$\operatorname{Cov} \, (A,B)\geq 0$ and $\operatorname{Cov}(B,C)\geq 0\Rightarrow \operatorname{Cov}(A,C)\geq 0$?

Question

Let's say we have three random variables $A$, $B$ and $C$. I know that $\DeclareMathOperator{cov}{Cov} \cov(A,B)\geq 0$ and $\cov(B,C)\geq 0$ .

Then is it true that $\cov(A,C)\geq 0$?

Answer 1

No, this is in general not true. Just consider any random variable $X \in L^2$, $X \neq 0$, $\mathbb{E}X=0$, and choose $$A := X \qquad B := 0 \qquad C := -X.$$ Then $$\text{cov} \, (A,B) = \text{cov} \, (B,C) =0,$$ but $$\text{cov} \, (A,C) = - \mathbb{E}(X^2)<0.$$

Remark: It is also possible to construct counterexamples if the inequalities are strict, i.e. $\text{cov} \, (A,B) >0$, $\text{cov} \, (B,C)>0$ does not imply $\text{cov} \, (A,C) \geq 0$.

Answer 2

Another counterexample:

Let $X$ and $Y$ be independent $N(0,1)$ random variables. Define $V$ and $W$ as $V=X+Y$ and $W=Y-aX$ for some constant $a$ in $(0,1)$. Then it is readily verified that the correlation coefficients between $X$ and $V$ and between $V$ and $W$ are both positive (note that $\hbox{cov}(V, W)>0$ requires $0<a<1$), but the correlation coefficient between $X$ and $W$ is negative, showing that correlation need not be transitive.

Answer 3

A simple counter-example for the case where the inequalities are strict.

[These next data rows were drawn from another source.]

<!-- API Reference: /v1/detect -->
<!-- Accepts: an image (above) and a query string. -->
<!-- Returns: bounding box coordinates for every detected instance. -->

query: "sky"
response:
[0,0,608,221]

It is sometimes easier to visualize things when the random variables are indicators. Lets allow a slightly abuse of notation and let $A$ stand for both an event and its indicator variable. We want:

• $Cov(A,B) > 0 \iff P(A\cap B) > P(A)P(B)$

• $Cov(B,C) > 0 \iff P(B\cap C) > P(B)P(C)$

• $Cov(A,C) < 0 \iff P(A\cap C) < P(A)P(C)$

Now all we need is to visualize some Venn diagram where the overlaps satisfy the above. Here is a specific example. Roll a $6$-sided die and:

• $A = \{1,2,3\}, B = \{2,3,4\}, C=\{3,4,5\}$

• $P(A)=P(B)=P(C) = \frac12$

• $P(A\cap B) = P(B \cap C) = \frac13 > \frac12 \times \frac12$

• But $P(A\cap C) = \frac16 < \frac12 \times \frac12$.

A perhaps even simpler example is $A = \{1\}, B = \{1, 2\}, C = \{2\}$.